Citomegalovirus in gravidanza. Studio italiano svela perché può colpire anche donne già immuni

Citomegalovirus in gravidanza. Studio italiano svela perché può colpire anche donne già immuni

Citomegalovirus in gravidanza. Studio italiano svela perché può colpire anche donne già immuni
Sarà pubblicato su Lancet Microbiology il primo studio al mondo che identifica i meccanismi immunitari alla base dell’infezione fetale da CMV in donne apparentemente protette. Guidato dalla Fondazione Irccs Policlinico San Matteo di Pavia, in collaborazione con altri 10 ospedali della Lombardia,  ha analizzato circa 10mila gravidanze. Una scoperta che apre la strada ai vaccini.

Il Citomegalovirus (CMV), uno dei principali responsabili di sordità congenita e ritardi dello sviluppo psicomotorio nei neonati, può colpire il feto anche quando la madre è già entrata in contatto con il virus prima della gravidanza.

È quanto emerge dallo studio CHILd, uno dei più ampi condotti a livello internazionale sul tema, che ha analizzato circa 10mila gravidanze, nell’ambito di un finanziamento della Fondazione Regionale per la Ricerca Biomedica (FRRB).
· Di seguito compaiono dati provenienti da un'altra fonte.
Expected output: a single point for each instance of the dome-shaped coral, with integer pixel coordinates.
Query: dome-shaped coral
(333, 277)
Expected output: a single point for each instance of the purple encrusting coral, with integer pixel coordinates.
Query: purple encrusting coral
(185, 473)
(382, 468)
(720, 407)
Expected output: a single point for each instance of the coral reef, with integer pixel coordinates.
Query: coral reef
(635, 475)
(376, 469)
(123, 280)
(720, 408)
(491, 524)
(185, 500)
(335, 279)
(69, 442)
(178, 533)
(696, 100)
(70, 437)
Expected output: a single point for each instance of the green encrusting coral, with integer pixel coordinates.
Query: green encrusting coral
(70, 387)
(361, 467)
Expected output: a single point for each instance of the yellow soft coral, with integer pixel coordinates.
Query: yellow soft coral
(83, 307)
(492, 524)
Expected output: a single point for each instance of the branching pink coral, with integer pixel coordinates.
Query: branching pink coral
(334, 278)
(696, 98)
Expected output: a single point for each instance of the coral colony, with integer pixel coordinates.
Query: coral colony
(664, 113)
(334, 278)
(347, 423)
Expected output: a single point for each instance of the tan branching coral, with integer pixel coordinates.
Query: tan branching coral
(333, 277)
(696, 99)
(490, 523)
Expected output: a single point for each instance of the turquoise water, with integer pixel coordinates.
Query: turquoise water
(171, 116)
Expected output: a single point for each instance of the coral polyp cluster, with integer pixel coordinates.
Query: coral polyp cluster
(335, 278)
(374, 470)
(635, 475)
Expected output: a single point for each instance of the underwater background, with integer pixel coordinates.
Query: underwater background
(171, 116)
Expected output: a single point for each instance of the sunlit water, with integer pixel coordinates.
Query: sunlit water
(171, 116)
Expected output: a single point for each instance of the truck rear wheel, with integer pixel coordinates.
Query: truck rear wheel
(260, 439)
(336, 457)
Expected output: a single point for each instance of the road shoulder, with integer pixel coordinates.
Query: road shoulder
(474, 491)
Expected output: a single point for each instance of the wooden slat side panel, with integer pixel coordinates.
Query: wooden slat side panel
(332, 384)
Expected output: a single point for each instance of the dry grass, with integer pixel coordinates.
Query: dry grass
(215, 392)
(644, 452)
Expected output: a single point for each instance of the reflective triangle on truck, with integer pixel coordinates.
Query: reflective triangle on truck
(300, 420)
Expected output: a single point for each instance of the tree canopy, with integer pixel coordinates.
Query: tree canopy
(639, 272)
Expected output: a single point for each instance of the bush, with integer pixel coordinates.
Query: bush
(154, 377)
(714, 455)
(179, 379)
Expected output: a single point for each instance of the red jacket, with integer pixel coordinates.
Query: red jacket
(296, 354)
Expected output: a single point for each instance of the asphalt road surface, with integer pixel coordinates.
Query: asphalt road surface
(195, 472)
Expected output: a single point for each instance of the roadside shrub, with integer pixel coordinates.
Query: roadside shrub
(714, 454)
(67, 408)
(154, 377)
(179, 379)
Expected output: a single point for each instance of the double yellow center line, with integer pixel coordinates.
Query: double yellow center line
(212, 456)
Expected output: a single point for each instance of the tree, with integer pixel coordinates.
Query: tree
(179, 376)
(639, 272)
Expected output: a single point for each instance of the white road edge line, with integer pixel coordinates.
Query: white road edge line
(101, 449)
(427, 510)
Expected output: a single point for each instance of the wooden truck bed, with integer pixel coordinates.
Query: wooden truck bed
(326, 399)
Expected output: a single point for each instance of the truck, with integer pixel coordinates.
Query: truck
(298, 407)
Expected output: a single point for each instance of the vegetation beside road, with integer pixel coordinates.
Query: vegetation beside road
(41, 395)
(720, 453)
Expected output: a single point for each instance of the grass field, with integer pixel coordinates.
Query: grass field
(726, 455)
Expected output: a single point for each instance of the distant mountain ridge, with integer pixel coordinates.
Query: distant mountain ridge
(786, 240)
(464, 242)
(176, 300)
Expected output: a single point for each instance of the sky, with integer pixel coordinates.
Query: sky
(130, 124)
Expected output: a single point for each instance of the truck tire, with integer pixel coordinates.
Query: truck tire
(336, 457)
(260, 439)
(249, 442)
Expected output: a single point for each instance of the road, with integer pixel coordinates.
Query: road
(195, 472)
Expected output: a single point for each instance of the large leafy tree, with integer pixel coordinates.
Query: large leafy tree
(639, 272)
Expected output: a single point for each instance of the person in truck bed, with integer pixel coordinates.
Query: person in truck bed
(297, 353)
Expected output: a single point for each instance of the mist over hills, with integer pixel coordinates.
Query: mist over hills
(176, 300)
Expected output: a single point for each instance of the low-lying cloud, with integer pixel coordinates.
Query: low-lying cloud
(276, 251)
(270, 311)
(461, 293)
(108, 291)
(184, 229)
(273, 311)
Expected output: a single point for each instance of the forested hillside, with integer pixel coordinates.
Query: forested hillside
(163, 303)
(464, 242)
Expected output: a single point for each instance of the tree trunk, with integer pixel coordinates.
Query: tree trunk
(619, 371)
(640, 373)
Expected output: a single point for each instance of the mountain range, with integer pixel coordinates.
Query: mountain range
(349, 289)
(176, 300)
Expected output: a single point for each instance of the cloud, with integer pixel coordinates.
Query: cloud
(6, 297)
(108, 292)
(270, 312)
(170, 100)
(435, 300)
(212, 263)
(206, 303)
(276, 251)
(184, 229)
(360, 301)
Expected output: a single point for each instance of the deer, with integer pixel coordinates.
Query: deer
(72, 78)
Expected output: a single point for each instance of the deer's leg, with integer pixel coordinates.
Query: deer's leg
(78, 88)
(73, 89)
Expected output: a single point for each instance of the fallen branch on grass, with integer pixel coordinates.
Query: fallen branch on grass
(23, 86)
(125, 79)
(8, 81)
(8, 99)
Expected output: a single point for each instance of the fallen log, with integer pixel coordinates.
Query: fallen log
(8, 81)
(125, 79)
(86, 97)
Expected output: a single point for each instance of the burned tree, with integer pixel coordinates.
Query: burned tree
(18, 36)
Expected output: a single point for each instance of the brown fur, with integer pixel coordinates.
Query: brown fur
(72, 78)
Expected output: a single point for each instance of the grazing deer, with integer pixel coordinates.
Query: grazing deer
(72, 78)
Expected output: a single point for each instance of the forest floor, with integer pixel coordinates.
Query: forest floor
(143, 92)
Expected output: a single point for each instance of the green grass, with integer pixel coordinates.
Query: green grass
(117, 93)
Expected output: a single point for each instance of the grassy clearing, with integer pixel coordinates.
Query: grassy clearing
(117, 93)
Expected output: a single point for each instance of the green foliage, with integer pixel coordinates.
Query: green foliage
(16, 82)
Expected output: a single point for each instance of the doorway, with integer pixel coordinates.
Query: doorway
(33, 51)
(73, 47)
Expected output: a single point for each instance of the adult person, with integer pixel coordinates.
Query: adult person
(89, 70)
Guidata dalla Fondazione IRCCS Policlinico San Matteo di Pavia, in collaborazione con altri 10 ospedali della Lombardia, la ricerca ha finalmente risposto a una delle domande più dibattute in ambito medico: perché l’infezione fetale può verificarsi anche in donne apparentemente immuni?

Un virus silenzioso, ma pericoloso Il Citomegalovirus (CMV) è un virus comune e spesso silente, che resta latente nell’organismo per tutta la vita. Tuttavia, può riattivarsi in situazioni di debolezza immunitaria, come nei pazienti trapiantati o durante la gravidanza. L’infezione congenita colpisce circa 1 neonato su 150, con complicanze permanenti in 1 caso su 6.

“Sapevamo che, nelle donne non immuni che sviluppano un’infezione da CMV durante la gravidanza, il rischio di trasmissione al feto è elevato (circa 30 – 40%), mentre è molto più basso (meno del 3%) in quelle già immuni. Ma non era chiaro cosa succedesse nei rari casi in cui l’infezione colpisce comunque il feto” spiega Daniele Lilleri, microbiologo del Policlinico San Matteo e primo autore dello studio.

Le risposte dello studio CHILd Lo studio, di prossima pubblicazione sulla rivista scientifica Lancet Microbiology, dimostra che in alcune donne già entrate in contatto con il CMV prima della gravidanza, la risposta immunitaria non è ancora del tutto sviluppata.

“In particolare – sottolineano Fausto Baldanti, direttore SC Microbiologia e Virologia e Daniele Lilleri -: è presente un numero ridotto di linfociti T della memoria, fondamentali per una risposta rapida ed efficace; gli anticorpi neutralizzanti, da soli, non sono sufficienti a proteggere il feto; nei casi di infezione congenita, gli anticorpi materni mostrano una minore capacità di attivare le cellule “Natural Killer”, decisive nel contrasto al virus”.

Una scoperta che apre la strada ai vaccini Per la prima volta, vengono identificati con precisione i difetti immunologici che permettono l’infezione del feto anche in donne apparentemente protette. Un risultato fondamentale non solo per migliorare la diagnosi e la prevenzione in gravidanza, ma anche per guidare lo sviluppo di vaccini efficaci contro il CMV.

Lo studio, infatti, identifica le caratteristiche della risposta immunitaria che un vaccino dovrebbe sviluppare per prevenire l’infezione del feto.